RM: You're a parent and a fan of rap music. Do the explicit lyrics bother you?

DR: A lot of people say that the explicit lyrics of rap are wrong. But then again, if you take away rap period, and listen to everyday conversation, a lot of people curse around their kids. That's where kids normally pick it up from. You know, you've got that uncle or that aunt who curses a lot. We all do.

RM: You're going to be an unrestricted free agent at the end of the season, do you see yourself in a Bucs uniform a few years from now?

DR: I would love to end my career here. But, the truth is, this is the NFL. They do different things for different reasons. All I've got is 16 games this season to go out and prove myself.

RM: Who's the most underrated receiver you've faced?

DR: Terry Glenn. He never gets props but is always breaking it off. By far. He doesn't get his just due.

RM: Who's the most respected?

DR: I think everybody is pretty much on point. But, I'll have to say Randy Moss. I respect him a lot.

RM: What was your reaction to Michael Jordan's presence in the locker room Sunday?

DR: It was kind of like a childhood dream come true. I grew up watching him play. I wanted to be like Mike, and to finally get to meet him, shake his hands and just talk, not on a conversation about basketball, but just chillin', that was great.

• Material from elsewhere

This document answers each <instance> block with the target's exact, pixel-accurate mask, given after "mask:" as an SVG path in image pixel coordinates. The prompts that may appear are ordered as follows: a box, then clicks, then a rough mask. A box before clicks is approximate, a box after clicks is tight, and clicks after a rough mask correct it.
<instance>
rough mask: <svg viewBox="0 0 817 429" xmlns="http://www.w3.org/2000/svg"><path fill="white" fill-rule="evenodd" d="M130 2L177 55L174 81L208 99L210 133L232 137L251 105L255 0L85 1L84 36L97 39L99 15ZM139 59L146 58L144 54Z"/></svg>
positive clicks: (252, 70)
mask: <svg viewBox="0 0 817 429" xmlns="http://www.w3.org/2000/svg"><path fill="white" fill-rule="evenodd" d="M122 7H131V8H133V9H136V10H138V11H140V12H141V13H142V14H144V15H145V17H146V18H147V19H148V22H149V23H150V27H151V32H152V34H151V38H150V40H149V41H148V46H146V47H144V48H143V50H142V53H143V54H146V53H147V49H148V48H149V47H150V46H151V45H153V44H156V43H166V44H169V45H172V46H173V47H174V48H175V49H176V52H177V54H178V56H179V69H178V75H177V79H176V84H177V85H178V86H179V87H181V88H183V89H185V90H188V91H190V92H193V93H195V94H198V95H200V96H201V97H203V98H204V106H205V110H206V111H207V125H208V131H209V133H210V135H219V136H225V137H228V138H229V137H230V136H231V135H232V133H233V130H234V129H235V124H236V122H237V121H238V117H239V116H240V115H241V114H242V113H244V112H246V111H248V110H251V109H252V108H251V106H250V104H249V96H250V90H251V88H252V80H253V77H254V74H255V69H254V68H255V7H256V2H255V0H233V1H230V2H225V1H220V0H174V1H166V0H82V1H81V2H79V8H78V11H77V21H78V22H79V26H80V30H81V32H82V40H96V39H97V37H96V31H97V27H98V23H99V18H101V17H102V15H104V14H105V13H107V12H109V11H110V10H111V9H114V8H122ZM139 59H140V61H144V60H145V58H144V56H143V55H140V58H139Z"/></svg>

RM: What should not be a sport in the Olympics?

DR: Fencing. I don't get it. What makes you the best fencer in the world? Why don't they make it, you know the one when they stand back to back, walk 10 spaces and turn and shoot. Why can't that be an Olympic sport?

RM: Heard you are friends with Michael Johnson. What's he like?

DR: I know Mike personally, we grew up in Dallas. He's great guy, laid-back who likes to have a good time without getting out of control. Some people say he's cocky but I think he just has the confidence he needs to have to compete at that level.